Nach Büroschluss am besten den Netzstecker für technische Geräte ziehen
„Beim vorbeugenden Brandschutz geht es auch darum, dass die Mitarbeiter und die verantwortlichen Personen ein Bewusstsein für Gefahren und deren Auswirkungen entwickeln“, weiß Lars Inderthal. Auf einer praktischen Ebene könnten hier einfache und klare Regeln helfen. Denkbar wäre zum Beispiel, dass die Mitarbeiter nach Büroschluss am Arbeitsplatz und in der Büroküche den Netzstecker für die Elektrogeräte ziehen, die dann nicht mehr benötigt werden. Auf Nummer sicher geht man mit einer Keramikplatte unter Wasserkocher und Kaffeemaschine, die bei einer Fehlfunktion der Geräte die Entstehung und Ausbreitung eines Brandes verhindert. Auch die Lüfter in den Computern am Arbeitsplatz verdienen Aufmerksamkeit. Mit der Zeit kann sich dort nämlich Staub festsetzen und die Wärmeabfuhr behindern. Im ungünstigsten Fall entzündet sich der Staub und setzt das Gerät in Brand. Für die Flucht- und Rettungswege im Bürogebäude gilt das Prinzip Sauberkeit und Ordnung. Sie dienen im Brandfall der Evakuierung der Personen im Büro, ermöglichen aber auch der Feuerwehr zur Fremdrettung und Brandbekämpfung den Zugang ins Gebäude. Logisch also, dass ausrangierte Möbel oder Büro- und Verpackungsmaterial in Gängen und Treppenhäusern nichts zu suchen haben. Und wie steht‘s mit dem Keil zum Offenhalten der Brandschutztüre? Dieser vermeintliche Trick ist selbstverständlich absolut kontraproduktiv. Schließlich sollen Brandschutztüren dafür sorgen, dass sich im Brandfall Feuer und Rauch nicht in andere Gebäudeteile ausbreiten und so die Selbstrettung der anwesenden Personen verhindern. Das geht nur, wenn die Tür im Ernstfall wirklich geschlossen ist.

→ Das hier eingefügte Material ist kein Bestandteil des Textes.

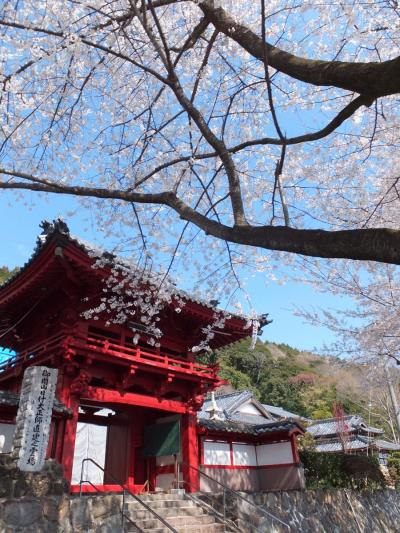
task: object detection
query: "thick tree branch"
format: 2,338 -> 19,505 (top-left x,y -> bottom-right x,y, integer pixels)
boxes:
199,0 -> 400,98
0,169 -> 400,265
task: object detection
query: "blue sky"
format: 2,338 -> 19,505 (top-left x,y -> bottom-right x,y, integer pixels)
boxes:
0,191 -> 351,350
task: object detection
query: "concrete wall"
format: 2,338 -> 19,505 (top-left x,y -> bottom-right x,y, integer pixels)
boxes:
258,465 -> 305,491
231,489 -> 400,533
200,466 -> 260,492
200,465 -> 305,492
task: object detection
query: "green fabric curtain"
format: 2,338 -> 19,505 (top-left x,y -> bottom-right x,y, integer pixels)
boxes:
144,422 -> 181,457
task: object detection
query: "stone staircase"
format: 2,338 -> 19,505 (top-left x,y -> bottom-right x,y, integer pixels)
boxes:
125,492 -> 230,533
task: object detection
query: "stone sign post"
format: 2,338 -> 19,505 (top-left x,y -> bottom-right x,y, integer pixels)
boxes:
14,366 -> 58,472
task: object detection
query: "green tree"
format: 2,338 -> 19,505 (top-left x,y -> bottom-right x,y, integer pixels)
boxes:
0,266 -> 18,285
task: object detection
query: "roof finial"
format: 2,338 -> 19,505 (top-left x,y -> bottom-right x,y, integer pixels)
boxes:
206,391 -> 223,420
39,218 -> 69,236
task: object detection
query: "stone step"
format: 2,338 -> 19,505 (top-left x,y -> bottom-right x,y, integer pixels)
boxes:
125,496 -> 195,509
134,514 -> 219,531
125,523 -> 225,533
133,492 -> 185,501
125,505 -> 205,520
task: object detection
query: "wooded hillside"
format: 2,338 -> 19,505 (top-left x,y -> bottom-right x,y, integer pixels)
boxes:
210,340 -> 399,439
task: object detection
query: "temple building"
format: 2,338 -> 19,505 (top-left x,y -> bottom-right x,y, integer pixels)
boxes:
307,415 -> 400,464
0,220 -> 303,493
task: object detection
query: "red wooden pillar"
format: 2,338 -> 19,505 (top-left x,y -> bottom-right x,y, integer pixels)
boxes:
56,367 -> 80,483
61,394 -> 79,483
182,414 -> 200,492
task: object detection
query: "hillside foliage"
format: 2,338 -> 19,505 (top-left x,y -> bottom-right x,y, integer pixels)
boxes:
209,340 -> 398,430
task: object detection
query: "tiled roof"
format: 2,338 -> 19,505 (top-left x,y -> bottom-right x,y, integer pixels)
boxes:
375,439 -> 400,451
197,390 -> 302,435
198,419 -> 302,436
307,415 -> 383,438
199,390 -> 253,418
315,435 -> 400,452
0,219 -> 266,328
0,390 -> 72,415
262,403 -> 311,422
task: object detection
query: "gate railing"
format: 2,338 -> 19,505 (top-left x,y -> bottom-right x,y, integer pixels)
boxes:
180,463 -> 291,533
79,457 -> 179,533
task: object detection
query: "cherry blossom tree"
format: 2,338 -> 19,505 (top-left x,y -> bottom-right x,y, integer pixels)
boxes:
297,259 -> 400,440
0,0 -> 400,269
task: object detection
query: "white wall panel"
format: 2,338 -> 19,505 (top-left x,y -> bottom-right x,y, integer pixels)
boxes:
72,422 -> 107,485
257,441 -> 294,466
204,441 -> 231,465
233,444 -> 257,466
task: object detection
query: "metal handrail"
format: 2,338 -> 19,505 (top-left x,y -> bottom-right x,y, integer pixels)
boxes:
181,462 -> 291,533
79,457 -> 179,533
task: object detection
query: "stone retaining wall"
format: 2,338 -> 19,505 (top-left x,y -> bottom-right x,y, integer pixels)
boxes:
0,454 -> 400,533
0,454 -> 122,533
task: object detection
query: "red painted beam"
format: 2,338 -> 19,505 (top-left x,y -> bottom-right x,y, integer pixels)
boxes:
82,387 -> 191,413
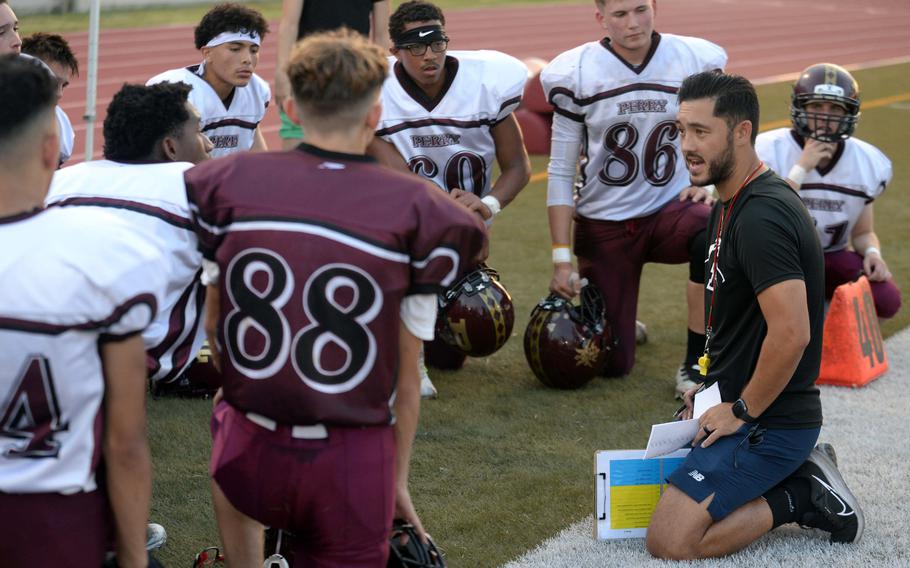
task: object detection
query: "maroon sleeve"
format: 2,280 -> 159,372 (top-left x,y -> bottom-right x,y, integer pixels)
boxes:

Fünf Fragen an den DEKRA Experten Lars Inderthal
Was ist der Unterschied zwischen einem Brand im Freien und im Gebäude?
Inderthal: Ein zentraler Faktor bei einem Brand sind die entstehenden Brandgase. Im Freien ziehen sie einfach nach oben ab. Das funktioniert innerhalb eines Gebäudes nicht. Hier verteilen sich die Gase mit dem Brandrauch unmittelbar nach der Entstehung eines Brands. Das geschieht lautlos und sehr schnell. Schon nach kürzester Zeit kann der Rauch zu erheblichen Sichtbehinderungen führen und damit die Selbstrettung erschweren.
Welche Gefahr geht vom Brandrauch selbst aus?
Inderthal: Die größte Gefahr bei einem Brand geht nicht vom Feuer aus, sondern vom freigesetzten Rauchgas. In einem Gebäude steht einem Feuer weniger Sauerstoff zur Verfügung als im Freien. In der Folge kommt es zu einer unvollständigen Verbrennung. Dabei entsteht zum Beispiel giftiges Kohlenmonoxid (CO), das sich mit dem Brandrauch ausbreitet und bereits nach wenigen Atemzügen zu Bewusstlosigkeit führt. 95 Prozent der Brandopfer sterben nicht durch Feuer, sondern durch Rauch.
Die wichtigste Regel, wenn es im Bürogebäude brennt?
Inderthal: Schnell, überlegt und entschieden handeln. Brennt es in einem Büro, haben die Mitarbeiter maximal zwei Minuten, bis der sich ausbreitende Brandrauch lebensgefährlich wird. Lässt sich der Brand nicht direkt löschen, dann heißt es, schnell raus aus dem Raum und Türe schließen, damit sich der Rauch nicht auf Rettungswegen wie Flur oder Treppenhaus ausbreitet. Damit gewinnt man Zeit, die anderen Mitarbeiter im Gebäude zu warnen und in Sicherheit zu bringen. Haben alle Personen den Raum verlassen, darf man niemals die Tür noch mal öffnen – auch nicht zum Löschen eines Brandes. Das sollte man der Feuerwehr überlassen, die dafür viel besser ausgerüstet ist.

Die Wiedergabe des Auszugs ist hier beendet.